The discovery particularly troubled Einstein who believed there must be hidden variables that explained the apparent random behaviour of the particles, famously arguing “God does not play dice”. The related theory that previously entangled, but separated, particles both reacted to just one of them being disturbed didn’t impress Einstein either, triggering him to label it a “spooky” paradox. The challenge was to precisely measure the quantum fluctuations of the tiny particles to track their behaviour, in order to know if their movements could indeed be predicted. But the technology available simply was not precise enough – thwarting scientists’ attempts to better understand quantum mechanics and leaving, for decades, Einstein’s arguments an untested theory.

Century-old questions

From 1960 onwards, the development of lasers meant tiny quantum fluctuations associated with particles of light, called photons, could be measured with enough accuracy that Einstein’s spooky paradox could be confirmed – for photons, that is. Many unanswered questions remain though, and the mission to uncover the secrets of quantum theory has continued for nearly a century.

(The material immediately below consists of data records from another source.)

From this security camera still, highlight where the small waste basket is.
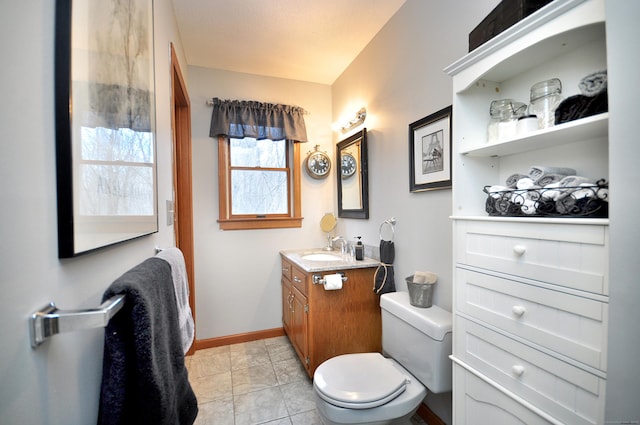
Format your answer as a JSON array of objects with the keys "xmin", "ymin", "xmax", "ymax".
[{"xmin": 406, "ymin": 276, "xmax": 435, "ymax": 308}]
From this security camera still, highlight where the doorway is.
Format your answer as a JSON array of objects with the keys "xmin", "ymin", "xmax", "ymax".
[{"xmin": 171, "ymin": 43, "xmax": 197, "ymax": 354}]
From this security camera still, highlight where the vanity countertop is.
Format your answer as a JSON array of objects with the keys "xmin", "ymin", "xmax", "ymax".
[{"xmin": 280, "ymin": 248, "xmax": 380, "ymax": 272}]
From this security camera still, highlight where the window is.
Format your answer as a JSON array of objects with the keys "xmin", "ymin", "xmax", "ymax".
[{"xmin": 218, "ymin": 137, "xmax": 302, "ymax": 230}]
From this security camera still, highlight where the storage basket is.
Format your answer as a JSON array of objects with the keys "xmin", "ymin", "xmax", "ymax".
[
  {"xmin": 483, "ymin": 180, "xmax": 609, "ymax": 218},
  {"xmin": 406, "ymin": 276, "xmax": 435, "ymax": 308}
]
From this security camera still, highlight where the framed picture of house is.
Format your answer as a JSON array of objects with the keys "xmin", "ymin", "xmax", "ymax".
[
  {"xmin": 409, "ymin": 106, "xmax": 452, "ymax": 192},
  {"xmin": 54, "ymin": 0, "xmax": 158, "ymax": 258}
]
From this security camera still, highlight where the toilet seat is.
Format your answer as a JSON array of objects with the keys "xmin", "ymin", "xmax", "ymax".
[{"xmin": 313, "ymin": 353, "xmax": 408, "ymax": 409}]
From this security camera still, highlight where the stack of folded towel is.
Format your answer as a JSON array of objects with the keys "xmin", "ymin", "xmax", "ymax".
[
  {"xmin": 555, "ymin": 70, "xmax": 609, "ymax": 125},
  {"xmin": 485, "ymin": 166, "xmax": 609, "ymax": 216}
]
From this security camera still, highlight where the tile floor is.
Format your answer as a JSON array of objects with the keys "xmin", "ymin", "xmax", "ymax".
[{"xmin": 186, "ymin": 336, "xmax": 425, "ymax": 425}]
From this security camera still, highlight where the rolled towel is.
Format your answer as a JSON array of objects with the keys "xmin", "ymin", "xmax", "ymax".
[
  {"xmin": 535, "ymin": 173, "xmax": 567, "ymax": 187},
  {"xmin": 540, "ymin": 182, "xmax": 563, "ymax": 201},
  {"xmin": 560, "ymin": 175, "xmax": 593, "ymax": 187},
  {"xmin": 487, "ymin": 185, "xmax": 511, "ymax": 199},
  {"xmin": 413, "ymin": 272, "xmax": 438, "ymax": 284},
  {"xmin": 554, "ymin": 89, "xmax": 609, "ymax": 125},
  {"xmin": 520, "ymin": 199, "xmax": 538, "ymax": 215},
  {"xmin": 529, "ymin": 165, "xmax": 576, "ymax": 180},
  {"xmin": 509, "ymin": 190, "xmax": 527, "ymax": 206},
  {"xmin": 505, "ymin": 173, "xmax": 529, "ymax": 189},
  {"xmin": 578, "ymin": 69, "xmax": 607, "ymax": 96}
]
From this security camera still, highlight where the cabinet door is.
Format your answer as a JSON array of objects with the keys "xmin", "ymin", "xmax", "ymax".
[{"xmin": 290, "ymin": 287, "xmax": 309, "ymax": 368}]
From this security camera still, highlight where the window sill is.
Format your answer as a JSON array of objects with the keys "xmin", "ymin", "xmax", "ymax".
[{"xmin": 218, "ymin": 217, "xmax": 302, "ymax": 230}]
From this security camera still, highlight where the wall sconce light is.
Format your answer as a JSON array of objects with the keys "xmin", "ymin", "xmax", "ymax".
[{"xmin": 340, "ymin": 108, "xmax": 367, "ymax": 133}]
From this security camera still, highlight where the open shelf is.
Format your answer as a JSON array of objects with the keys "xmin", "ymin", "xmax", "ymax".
[{"xmin": 460, "ymin": 112, "xmax": 609, "ymax": 157}]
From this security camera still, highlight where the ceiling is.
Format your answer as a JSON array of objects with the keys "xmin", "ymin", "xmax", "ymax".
[{"xmin": 173, "ymin": 0, "xmax": 406, "ymax": 84}]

Professor Reid has pioneered new ways of testing quantum mechanics. In the 1980s, she proposed testing Einstein’s paradox using pairs of photons generated from optics and crystals through a process called parametric down conversion. Her method has been realised at many institutions throughout the world.

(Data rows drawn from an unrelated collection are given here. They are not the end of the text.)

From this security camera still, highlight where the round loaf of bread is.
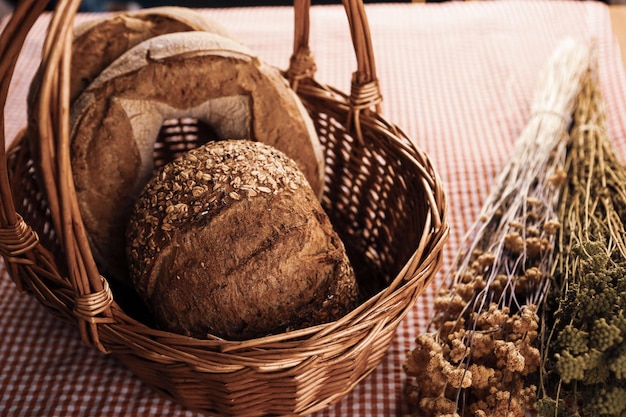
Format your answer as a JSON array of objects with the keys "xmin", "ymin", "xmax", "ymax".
[
  {"xmin": 127, "ymin": 140, "xmax": 358, "ymax": 340},
  {"xmin": 70, "ymin": 6, "xmax": 234, "ymax": 102},
  {"xmin": 70, "ymin": 32, "xmax": 324, "ymax": 280}
]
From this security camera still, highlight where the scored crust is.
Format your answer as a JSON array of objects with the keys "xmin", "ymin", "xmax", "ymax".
[
  {"xmin": 127, "ymin": 140, "xmax": 358, "ymax": 339},
  {"xmin": 70, "ymin": 6, "xmax": 234, "ymax": 102},
  {"xmin": 71, "ymin": 32, "xmax": 324, "ymax": 279}
]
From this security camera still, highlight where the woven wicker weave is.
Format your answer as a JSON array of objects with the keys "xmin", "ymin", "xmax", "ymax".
[{"xmin": 0, "ymin": 0, "xmax": 448, "ymax": 416}]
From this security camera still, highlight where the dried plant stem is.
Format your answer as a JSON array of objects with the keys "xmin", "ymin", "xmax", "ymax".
[
  {"xmin": 405, "ymin": 40, "xmax": 589, "ymax": 417},
  {"xmin": 537, "ymin": 57, "xmax": 626, "ymax": 417}
]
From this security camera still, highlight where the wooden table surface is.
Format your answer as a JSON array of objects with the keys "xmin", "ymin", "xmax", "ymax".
[{"xmin": 609, "ymin": 4, "xmax": 626, "ymax": 67}]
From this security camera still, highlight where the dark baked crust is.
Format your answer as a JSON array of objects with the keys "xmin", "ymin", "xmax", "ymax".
[
  {"xmin": 127, "ymin": 141, "xmax": 357, "ymax": 339},
  {"xmin": 71, "ymin": 32, "xmax": 323, "ymax": 281}
]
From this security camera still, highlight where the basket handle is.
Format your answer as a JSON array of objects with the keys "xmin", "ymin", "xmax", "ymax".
[
  {"xmin": 286, "ymin": 0, "xmax": 382, "ymax": 122},
  {"xmin": 0, "ymin": 0, "xmax": 113, "ymax": 351}
]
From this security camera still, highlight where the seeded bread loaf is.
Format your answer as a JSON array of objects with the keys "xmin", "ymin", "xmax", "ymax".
[
  {"xmin": 70, "ymin": 32, "xmax": 324, "ymax": 280},
  {"xmin": 127, "ymin": 140, "xmax": 357, "ymax": 340}
]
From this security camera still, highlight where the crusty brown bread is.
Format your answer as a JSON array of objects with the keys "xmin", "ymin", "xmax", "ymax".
[
  {"xmin": 127, "ymin": 140, "xmax": 358, "ymax": 340},
  {"xmin": 70, "ymin": 32, "xmax": 324, "ymax": 280},
  {"xmin": 70, "ymin": 6, "xmax": 234, "ymax": 101}
]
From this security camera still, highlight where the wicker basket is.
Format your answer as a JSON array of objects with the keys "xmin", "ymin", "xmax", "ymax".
[{"xmin": 0, "ymin": 0, "xmax": 448, "ymax": 416}]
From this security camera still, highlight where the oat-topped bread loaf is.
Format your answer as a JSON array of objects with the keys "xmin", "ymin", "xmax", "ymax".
[
  {"xmin": 127, "ymin": 140, "xmax": 358, "ymax": 340},
  {"xmin": 70, "ymin": 32, "xmax": 324, "ymax": 281}
]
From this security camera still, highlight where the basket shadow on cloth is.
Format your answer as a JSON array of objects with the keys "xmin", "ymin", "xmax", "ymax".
[{"xmin": 0, "ymin": 0, "xmax": 449, "ymax": 416}]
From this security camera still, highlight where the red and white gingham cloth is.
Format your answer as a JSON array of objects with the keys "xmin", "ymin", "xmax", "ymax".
[{"xmin": 0, "ymin": 1, "xmax": 626, "ymax": 417}]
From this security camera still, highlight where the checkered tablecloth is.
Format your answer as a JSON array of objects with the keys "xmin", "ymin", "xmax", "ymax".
[{"xmin": 0, "ymin": 1, "xmax": 626, "ymax": 417}]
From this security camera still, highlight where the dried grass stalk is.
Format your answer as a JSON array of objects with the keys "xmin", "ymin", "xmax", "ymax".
[
  {"xmin": 537, "ymin": 55, "xmax": 626, "ymax": 417},
  {"xmin": 404, "ymin": 39, "xmax": 589, "ymax": 417}
]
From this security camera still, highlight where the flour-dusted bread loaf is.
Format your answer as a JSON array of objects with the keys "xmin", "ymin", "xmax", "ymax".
[
  {"xmin": 127, "ymin": 140, "xmax": 357, "ymax": 340},
  {"xmin": 28, "ymin": 6, "xmax": 234, "ymax": 120},
  {"xmin": 70, "ymin": 6, "xmax": 234, "ymax": 101},
  {"xmin": 70, "ymin": 32, "xmax": 324, "ymax": 279}
]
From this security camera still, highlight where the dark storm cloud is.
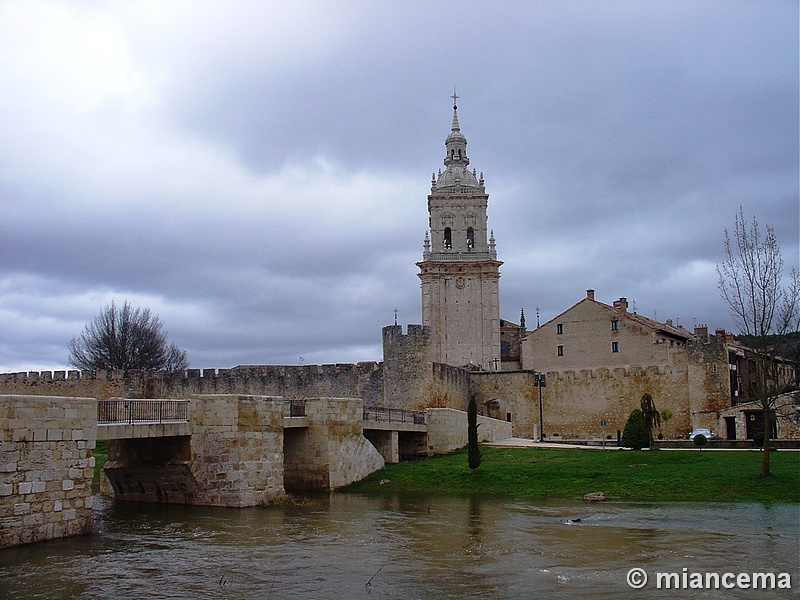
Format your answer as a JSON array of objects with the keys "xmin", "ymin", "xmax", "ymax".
[{"xmin": 0, "ymin": 2, "xmax": 798, "ymax": 370}]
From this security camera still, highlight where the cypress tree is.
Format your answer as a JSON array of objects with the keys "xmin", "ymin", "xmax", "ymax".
[
  {"xmin": 467, "ymin": 396, "xmax": 481, "ymax": 471},
  {"xmin": 621, "ymin": 408, "xmax": 650, "ymax": 450}
]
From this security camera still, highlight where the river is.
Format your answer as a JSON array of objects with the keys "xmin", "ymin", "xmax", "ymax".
[{"xmin": 0, "ymin": 493, "xmax": 800, "ymax": 600}]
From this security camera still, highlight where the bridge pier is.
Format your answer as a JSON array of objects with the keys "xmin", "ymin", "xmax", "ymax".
[
  {"xmin": 364, "ymin": 429, "xmax": 400, "ymax": 464},
  {"xmin": 0, "ymin": 396, "xmax": 97, "ymax": 547},
  {"xmin": 103, "ymin": 394, "xmax": 285, "ymax": 507},
  {"xmin": 284, "ymin": 398, "xmax": 384, "ymax": 490}
]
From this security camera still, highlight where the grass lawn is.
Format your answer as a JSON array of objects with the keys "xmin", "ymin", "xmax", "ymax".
[{"xmin": 344, "ymin": 446, "xmax": 800, "ymax": 502}]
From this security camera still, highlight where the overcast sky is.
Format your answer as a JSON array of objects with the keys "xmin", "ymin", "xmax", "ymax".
[{"xmin": 0, "ymin": 0, "xmax": 800, "ymax": 372}]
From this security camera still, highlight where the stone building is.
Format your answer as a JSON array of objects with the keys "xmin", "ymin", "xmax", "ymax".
[{"xmin": 417, "ymin": 94, "xmax": 503, "ymax": 370}]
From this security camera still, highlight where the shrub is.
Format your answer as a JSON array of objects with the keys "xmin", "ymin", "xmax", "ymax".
[{"xmin": 621, "ymin": 408, "xmax": 650, "ymax": 450}]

A recent development in quantum mechanics that really has Professor Reid excited is the ability to cool atoms with lasers and keep them stationary while they’re being analysed. “We are able to do this right here at Swinburne Laboratories,” she says. “The atoms are trapped and they have no motion,” she says. “Normally the thermal motion of the atoms is so great that it is not feasible to measure their quantum fluctuations.”It’s this development that could allow Professor Reid to take Einstein’s Spooky Action at a Distance theory one step further and find out if a cluster of entangled particles that have been separated and shot off to different locations will also individually change if only one is manipulated. She has already explored this theory with rays of light and her findings could indeed lead to a more secure internet connection at your very own desk.

Recognising women in science

Professor Reid’s own contribution to quantum theory was recognised earlier this year when she was named a fellow of the Australian Academy of Science. In the science world, it’s akin to winning an Oscar. “It was a complete shock,” says Professor Reid, who is nevertheless happy to have her work praised so highly.

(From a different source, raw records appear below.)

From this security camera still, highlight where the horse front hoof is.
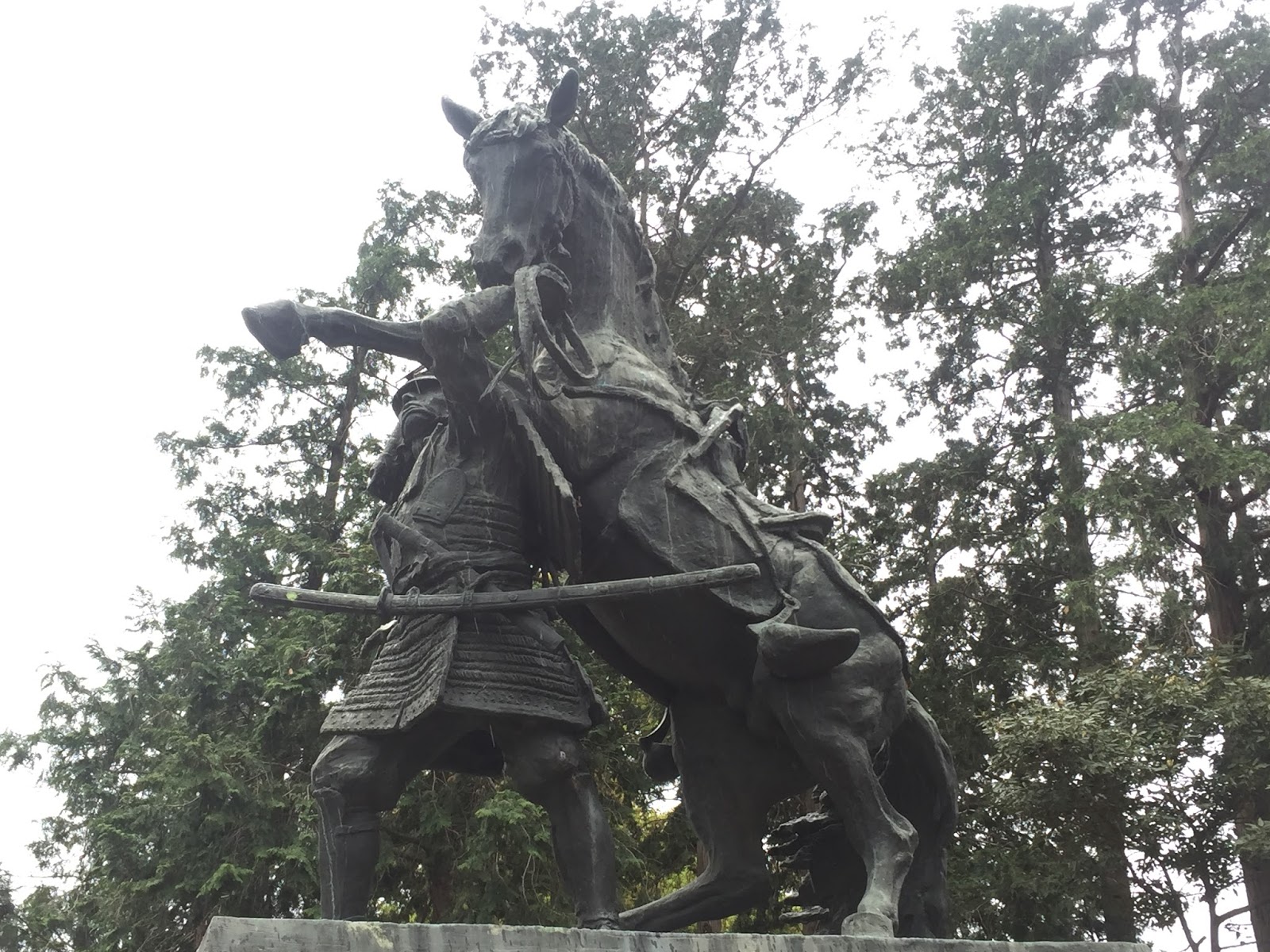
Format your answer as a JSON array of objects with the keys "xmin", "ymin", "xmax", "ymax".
[{"xmin": 842, "ymin": 912, "xmax": 895, "ymax": 938}]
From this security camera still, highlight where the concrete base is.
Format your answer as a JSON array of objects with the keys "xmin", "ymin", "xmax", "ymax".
[{"xmin": 198, "ymin": 916, "xmax": 1151, "ymax": 952}]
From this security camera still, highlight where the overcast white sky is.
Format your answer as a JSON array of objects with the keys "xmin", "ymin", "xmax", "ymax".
[{"xmin": 0, "ymin": 0, "xmax": 1209, "ymax": 949}]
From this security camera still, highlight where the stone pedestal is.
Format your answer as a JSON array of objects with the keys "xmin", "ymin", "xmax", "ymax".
[{"xmin": 198, "ymin": 916, "xmax": 1151, "ymax": 952}]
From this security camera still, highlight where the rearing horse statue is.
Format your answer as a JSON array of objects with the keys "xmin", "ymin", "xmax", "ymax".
[{"xmin": 254, "ymin": 70, "xmax": 956, "ymax": 935}]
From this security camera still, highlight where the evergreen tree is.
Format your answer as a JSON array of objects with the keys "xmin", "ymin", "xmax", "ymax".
[{"xmin": 1109, "ymin": 0, "xmax": 1270, "ymax": 950}]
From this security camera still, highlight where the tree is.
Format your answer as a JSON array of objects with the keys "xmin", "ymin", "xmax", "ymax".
[
  {"xmin": 0, "ymin": 0, "xmax": 894, "ymax": 950},
  {"xmin": 1111, "ymin": 2, "xmax": 1270, "ymax": 950},
  {"xmin": 868, "ymin": 8, "xmax": 1137, "ymax": 941}
]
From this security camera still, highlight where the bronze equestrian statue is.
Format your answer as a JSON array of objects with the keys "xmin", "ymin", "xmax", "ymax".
[
  {"xmin": 275, "ymin": 267, "xmax": 618, "ymax": 929},
  {"xmin": 242, "ymin": 70, "xmax": 956, "ymax": 935}
]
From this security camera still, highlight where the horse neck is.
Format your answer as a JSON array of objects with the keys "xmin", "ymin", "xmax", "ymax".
[{"xmin": 564, "ymin": 182, "xmax": 677, "ymax": 373}]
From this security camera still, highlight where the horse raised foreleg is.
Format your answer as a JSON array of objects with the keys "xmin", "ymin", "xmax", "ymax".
[
  {"xmin": 762, "ymin": 636, "xmax": 917, "ymax": 935},
  {"xmin": 621, "ymin": 701, "xmax": 806, "ymax": 931}
]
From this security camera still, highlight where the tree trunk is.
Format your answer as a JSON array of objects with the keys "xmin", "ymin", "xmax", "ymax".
[{"xmin": 302, "ymin": 347, "xmax": 366, "ymax": 590}]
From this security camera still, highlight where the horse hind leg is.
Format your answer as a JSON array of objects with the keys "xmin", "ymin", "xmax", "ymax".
[
  {"xmin": 621, "ymin": 701, "xmax": 808, "ymax": 931},
  {"xmin": 764, "ymin": 643, "xmax": 917, "ymax": 935}
]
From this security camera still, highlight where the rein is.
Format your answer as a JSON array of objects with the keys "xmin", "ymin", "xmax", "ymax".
[{"xmin": 510, "ymin": 265, "xmax": 599, "ymax": 400}]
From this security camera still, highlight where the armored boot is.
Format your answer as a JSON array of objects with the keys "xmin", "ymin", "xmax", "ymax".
[
  {"xmin": 314, "ymin": 787, "xmax": 379, "ymax": 919},
  {"xmin": 542, "ymin": 772, "xmax": 621, "ymax": 929}
]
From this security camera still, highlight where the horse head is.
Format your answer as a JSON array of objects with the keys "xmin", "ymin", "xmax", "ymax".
[
  {"xmin": 442, "ymin": 70, "xmax": 682, "ymax": 382},
  {"xmin": 441, "ymin": 70, "xmax": 578, "ymax": 287}
]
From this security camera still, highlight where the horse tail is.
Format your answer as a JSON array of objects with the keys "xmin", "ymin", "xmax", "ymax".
[{"xmin": 880, "ymin": 692, "xmax": 957, "ymax": 938}]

Professor Reid is hopeful that her elevation to the Australian Academy of Science will put her in a better position to mentor young scientists. “A big problem in science is the inadequate recognition given to the female physicists who made groundbreaking contributions last century,” she says. “This deprives young women of role models and perpetuates an ongoing myth that women are somehow weaker at science – especially physics and mathematics. This is completely untrue.” Professor Reid says young girls have a right to a truthful education that properly conveys the achievement of their gender. “Textbooks need to be fair, as does the very influential Nobel Prize committee. I get quite upset when I see that such injustice has been done to several generations of young women.

“In my field – physics – Emmy Noether derived the mathematical theorem that tells us why Newton’s conservation of momentum holds. Her work linking conservation to symmetry underpins much of modern theoretical particle physics. Yet, one has to search hard in textbooks to find her name. She should be there, I believe, in all the classic textbooks, side by side with the name of Newton.

“There are other major achievements by women in physics that are well‑known omissions from the Nobel Prize awards – Jocelyn Bell, Lise Meitner, Madame Wu. I think these omissions have had a very serious impact on young women.”